Taiwan, North Asia's third-biggest importer of liquefied natural gas, halted imports of spot cargoes of the fuel in January.
Taiwan, North Asia's third-biggest importer of liquefied natural gas, halted imports of spot cargoes of the fuel in January because of slowing energy demand during a recession, government and ship data showed. Taiwan, which has been buying LNG on the spot market every month since April 2007, made no purchases in January, data from the Bureau of Energy showed. It may not have bought any in February and may purchase at least two in March, according to transmissions from ships captured by AISLive on Bloomberg on March 5. In the first quarter of 2008, Taiwan had nine cargoes.
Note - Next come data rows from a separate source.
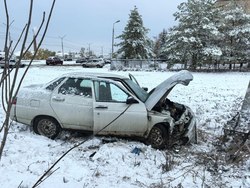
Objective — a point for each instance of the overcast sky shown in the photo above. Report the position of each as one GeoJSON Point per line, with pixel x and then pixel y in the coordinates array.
{"type": "Point", "coordinates": [88, 23]}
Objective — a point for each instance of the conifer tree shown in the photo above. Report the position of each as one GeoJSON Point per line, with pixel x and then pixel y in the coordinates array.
{"type": "Point", "coordinates": [193, 40]}
{"type": "Point", "coordinates": [234, 25]}
{"type": "Point", "coordinates": [134, 41]}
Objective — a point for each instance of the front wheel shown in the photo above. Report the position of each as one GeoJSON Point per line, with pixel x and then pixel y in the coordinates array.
{"type": "Point", "coordinates": [158, 137]}
{"type": "Point", "coordinates": [47, 126]}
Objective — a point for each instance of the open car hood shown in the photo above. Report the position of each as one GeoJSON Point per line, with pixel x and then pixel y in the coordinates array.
{"type": "Point", "coordinates": [162, 90]}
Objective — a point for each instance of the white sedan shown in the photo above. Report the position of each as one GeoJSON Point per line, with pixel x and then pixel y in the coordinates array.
{"type": "Point", "coordinates": [107, 104]}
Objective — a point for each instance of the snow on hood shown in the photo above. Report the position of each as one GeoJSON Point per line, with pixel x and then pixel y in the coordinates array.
{"type": "Point", "coordinates": [163, 89]}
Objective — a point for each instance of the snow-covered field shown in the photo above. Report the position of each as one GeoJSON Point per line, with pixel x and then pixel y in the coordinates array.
{"type": "Point", "coordinates": [214, 97]}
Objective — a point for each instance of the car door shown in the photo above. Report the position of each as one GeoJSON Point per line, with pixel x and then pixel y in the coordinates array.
{"type": "Point", "coordinates": [113, 116]}
{"type": "Point", "coordinates": [72, 102]}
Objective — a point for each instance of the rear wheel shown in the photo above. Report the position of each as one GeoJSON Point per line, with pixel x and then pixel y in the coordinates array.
{"type": "Point", "coordinates": [47, 126]}
{"type": "Point", "coordinates": [158, 136]}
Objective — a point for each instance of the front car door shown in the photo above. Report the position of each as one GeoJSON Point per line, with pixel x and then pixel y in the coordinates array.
{"type": "Point", "coordinates": [112, 116]}
{"type": "Point", "coordinates": [72, 102]}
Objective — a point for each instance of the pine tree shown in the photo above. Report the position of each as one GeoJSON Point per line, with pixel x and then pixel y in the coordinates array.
{"type": "Point", "coordinates": [160, 41]}
{"type": "Point", "coordinates": [134, 41]}
{"type": "Point", "coordinates": [235, 25]}
{"type": "Point", "coordinates": [193, 40]}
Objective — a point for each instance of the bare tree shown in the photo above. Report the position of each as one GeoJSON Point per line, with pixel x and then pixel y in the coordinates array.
{"type": "Point", "coordinates": [9, 83]}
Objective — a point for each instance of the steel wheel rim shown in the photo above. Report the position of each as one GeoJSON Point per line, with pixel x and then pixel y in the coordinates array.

The Taiwanese economy shrank 8.36 percent in the fourth quarter as exports and business investment slumped, sending the island into its first recession since 2001. Electricity sales at Taiwan Power Co., the island's monopoly grid operator, plunged 19 percent in January from a year earlier.
Generators account for about 80 percent of Taiwanese LNG consumption. The economy may contract 2.97 percent this year, Taiwan's government said last month.
The British Sapphire, a 155,000 cubic-meter LNG tanker owned by BP Plc, left Point Fortin in Trinidad and will reach Yung An terminal on March 13, ship tracking data showed. LNG Lokoja, a 148,471 cubic-meter LNG tanker, may reach Yung An on March 17, carrying a cargo from Nigeria, according to the data.
Taiwan purchased 800,200 kiloliters, or 363,000 metric tons, of LNG in January. That's 38 percent less than a year earlier, data from the Bureau of Energy showed this week. The island paid US$118.4 million, or US$326.56 a ton, in January as a recession and a weeklong holiday cut demand from power producers.
The Lunar New Year holiday in the month of January also damped electricity consumption and reduced gas demand, said Clint Chou, a spokesman for Taiwan Power, on March 2. The festival was in January this year and February last year.
LNG is natural gas that has been chilled to liquid form, reducing it to one-six hundredth of its original volume for transportation by ship to destinations not connected by pipeline. On arrival, it's turned back into gas for distribution to power plants, factories and households.
State-owned CPC Corp. is the island's only LNG importer.